The vast majority of the front-line sales leaders I met cannot accurately articulate the corporate goal for their company or departments’ fiscal year. Most of the time I will get either blank looks when I ask, or I’ll get a lot of “um… well… it’s complicated. Do you want total sales, new sales—what exactly do you want?” (As they look around the room at their fellow front-line sales leaders to come save them with an answer). What I’m looking for is your corporate or business units’ ultimate outcome required this year.

Definition of Business Outcome (defined by Forrester): An achieved end-state that can be verified through measurable results.

Other ways of looking at this:

  • Tied to a funded top-level initiative
  • Defined through the lens of the person accountable for the end state
  • Colored by the interests of related stakeholders, and
  • Reached over time, not always on a “point A to point B journey”

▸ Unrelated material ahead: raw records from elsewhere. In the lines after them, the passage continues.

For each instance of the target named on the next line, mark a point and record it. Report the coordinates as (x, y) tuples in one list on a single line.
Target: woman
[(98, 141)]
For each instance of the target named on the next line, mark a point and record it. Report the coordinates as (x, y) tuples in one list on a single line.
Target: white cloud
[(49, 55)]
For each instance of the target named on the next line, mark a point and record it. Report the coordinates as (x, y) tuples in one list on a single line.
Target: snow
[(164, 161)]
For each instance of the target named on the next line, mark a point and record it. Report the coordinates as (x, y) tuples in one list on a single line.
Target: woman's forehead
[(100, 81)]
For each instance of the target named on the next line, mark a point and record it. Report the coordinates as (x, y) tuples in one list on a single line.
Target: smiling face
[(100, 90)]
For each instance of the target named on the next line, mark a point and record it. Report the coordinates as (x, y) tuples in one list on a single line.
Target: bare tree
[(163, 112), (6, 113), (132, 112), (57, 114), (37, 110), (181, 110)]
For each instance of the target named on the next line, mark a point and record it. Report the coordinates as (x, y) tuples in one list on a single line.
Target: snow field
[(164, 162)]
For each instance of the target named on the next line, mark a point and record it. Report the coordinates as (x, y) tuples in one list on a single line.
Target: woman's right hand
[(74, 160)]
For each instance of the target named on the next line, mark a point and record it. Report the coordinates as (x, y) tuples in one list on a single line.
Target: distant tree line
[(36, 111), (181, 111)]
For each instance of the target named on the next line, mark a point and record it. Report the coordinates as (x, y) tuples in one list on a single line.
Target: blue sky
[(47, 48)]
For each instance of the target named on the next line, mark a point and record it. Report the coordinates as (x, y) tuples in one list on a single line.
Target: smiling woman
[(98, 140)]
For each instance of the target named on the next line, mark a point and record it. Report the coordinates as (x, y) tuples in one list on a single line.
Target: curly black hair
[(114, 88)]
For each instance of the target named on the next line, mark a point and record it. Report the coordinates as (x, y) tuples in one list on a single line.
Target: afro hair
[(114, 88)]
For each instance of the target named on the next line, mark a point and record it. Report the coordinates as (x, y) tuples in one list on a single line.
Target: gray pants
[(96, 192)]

The most obvious business outcome for the sales team is always their total sales target. Let’s say your sales target is $100,000,000. That’s the overarching business outcome, but what else is within that number?

  • What % of sellers will hit sales quota attainment as an aggregate?
  • What will be client churn/retention rates?
  • What is the volume of new logos vs. existing customers?
  • What will be the average/median deal size?
  • What is the new average deal velocity, improved to accelerate cash flow?

If you were sailing a boat from New York harbor to docks in Liverpool, UK, the business outcome is basically setting the following goal:

“We will reach Liverpool at 5:00 pm GMT on February 15th.” The plan has defined a location and time perimeter. Before we get into exactly HOW we’re going to accomplish this, you need to do the following as a sales organization:

1) Clearly document and communicate the core business outcomes

This sounds so simple… but almost every front-line sales leader I talk to needs to turn to their VP of Sales to answer, “what is our business outcomes goal this year?”

The goals have to be written down, written on the walls, sent in memos, and mentioned over and over again in town hall meetings. At Sales for Life, we turned this business outcomes into a 10 ft high poster in the office. Everyone in the sales organization (and ideally outside as well), needs to be able to articulate where you are going!

2) Have each leader answer, “what am I going to do bold and different to reach these goals?”

This question separates the weak from the strong leaders in my opinion. Weak leaders don’t have a plan, and if they have a plan, its half baked out. I’ll give you a real story.

We were with fairly new sales leaders in a boardroom, launching Social Selling Mastery® to 100’s of sellers. We asked them about their business outcomes, and they said, “Raise our deal conversions!” “Great,” I said, “What is your deal conversion today, and what is the goal within 1 year?”

One leader said, “12% is our deal conversion.”

“OK,” I said, “What is your goal to improve within 1 year?”

“Um… I think, like… 20% would be good.”

I looked at the sales leader with confusion, like he had just made that up in the room, which I’m certain he did.

“OK, what do you intend to do bold and different this year, that you didn’t do last year, to gain 8% on your deal conversion?”

… NOTHING. There was no response.

Use this simple “what” based question to spark truth from a front-line sales manager on how they think about improvement, and the actions they’ve already started to formulate for change.

3) Slice the problem into manageable sales objectives

In part B of this blog series, I go into detail on sales objectives. Sales objectives are the incremental milestones that your team leverages as leading, current and lagging indicators towards your business outcomes (goals). These goals can be broken into increments such as:

  • Sales – by week, month, quarter
  • Market/Account Penetration – by account, by % of the territory
  • Pipeline Coverage – growth vs. retraction
  • Deal flow – new meetings by day, week, month, quarter

Back to my analogy of sailing from New York to Liverpool. I need to plot my course into palatable milestones per mile marker, per day, so I can determine if reaching Liverpool on time, without running out of supplies, will be achieved.